Intentionally Layered | Day in the life RCD
![]() |
Hello RCD readers,
Growth is a beautiful concept, isn’t it? We chase it, we plan for it, and we measure our lives by it. But true growth isn't just about reaching milestones; it is the ability to learn how to regulate your emotions. More importantly, it’s the realization that multiple emotions can coexist at the exact same time. We don't have to force ourselves to focus exclusively on the negative or the positive. We can feel a heavy emotion, make space for it, and choose not to dwell on it.

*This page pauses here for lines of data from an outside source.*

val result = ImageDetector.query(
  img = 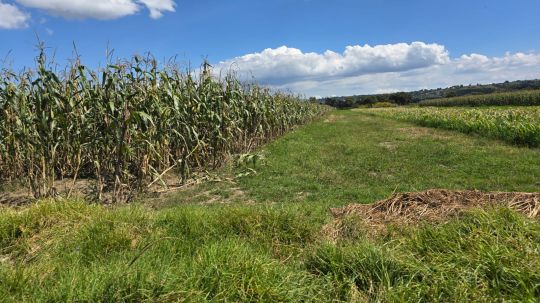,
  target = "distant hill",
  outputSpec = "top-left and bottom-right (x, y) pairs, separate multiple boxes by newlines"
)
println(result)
(319, 79), (540, 108)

Over the years, I’ve learned a lot about emotional regulation. As a woman, I used to find myself constantly overthinking and feeling anxious about the unknown. I used to plan out every single second of my life—my goals, my journey, my timeline. Growth was, and still is, a massive anchor for me. Whenever I felt lost, I clung to the belief that life happens for us, not to us. Everything is beautifully woven into God’s master plan for a divine purpose.
The Uncomfortable Mirror
Just yesterday, I found myself in a random discussion about someone else’s growth and a massive blessing they had just received. I don’t even know this person personally. My immediate, polite response out loud was just, "Oh, wow." No further comment.
But internally? My mind went straight to an uncomfortable inventory: What am I actually feeling right now? Is it envy? Jealousy? Disappointment?
I had a choice in that split second. I could push the feeling down—which only makes it grow into a monster of resentment—or I could regulate it.
Step 1: Name the Feeling
I reached out to a trusted sister in Christ, someone I knew would understand the complexity of the human heart without judgement. Together, we tried to name it. Later, it hit me clearly. It wasn’t malice or jealousy; it was disappointment. It was the vulnerable feeling of thinking I should have gone through this specific chapter of life a long time ago.
Step 2: Allow Coexistence
Once I named it, I acknowledged it. I allowed myself to be okay with feeling that sting, while simultaneously regulating my emotions. I reminded myself that this fleeting disappointment could coexist perfectly with my genuine happiness and immense gratitude for the beautiful life I am currently living. One does not cancel out the other.
Curating a Safe Circle
I absolutely love these types of conversations. Having an open, judgement-free space to voice the "ugly" feelings we are normally ashamed of is a rare gift. And that is precisely why my inner circle is small.
It’s not because I dislike people or lack the capacity to make friends. It’s because we are complex human beings. Not everyone will understand us, and we won’t understand everyone, and that is completely okay—so long as we lead with kindness. Because of this complexity, I choose who I need for each situation wisely and intentionally:
- My Sister in Christ connection for spiritual grounding.
- My Devil’s Advocate to keep me sharp and objective.
- My Biggest Supporter to lift me up.
- My Joy bringers and my Fellow identical life-goers.
- My Fellow dancers who share my rhythm and passion.
Choosing wisely isn't mean; it is being profoundly truthful to yourself.
What Real Growth Looks Like
The older you get, the more you realize that real growth is the ability to recognize what your heart, your soul, and your mind need in any given situation, and acting accordingly.
Yesterday, my soul needed closure, which is why speaking it out loud to the right person was necessary. My heart needed her kind words to remind me not to be so hard on myself. My mind needed to regulate those emotions so I wouldn't spiral into overthinking and disrupt my peace.
A scripture that has been beautifully anchoring my heart through this journey of patience, emotional complexity, and divine timing is Ecclesiastes 3:11:
"He has made everything beautiful in its time."
Your timeline is not broken. Your mixed emotions do not mean you lack faith or gratitude. It just means you are alive, growing, and learning to navigate the masterpiece God is building out of your life—one regulated emotion at a time.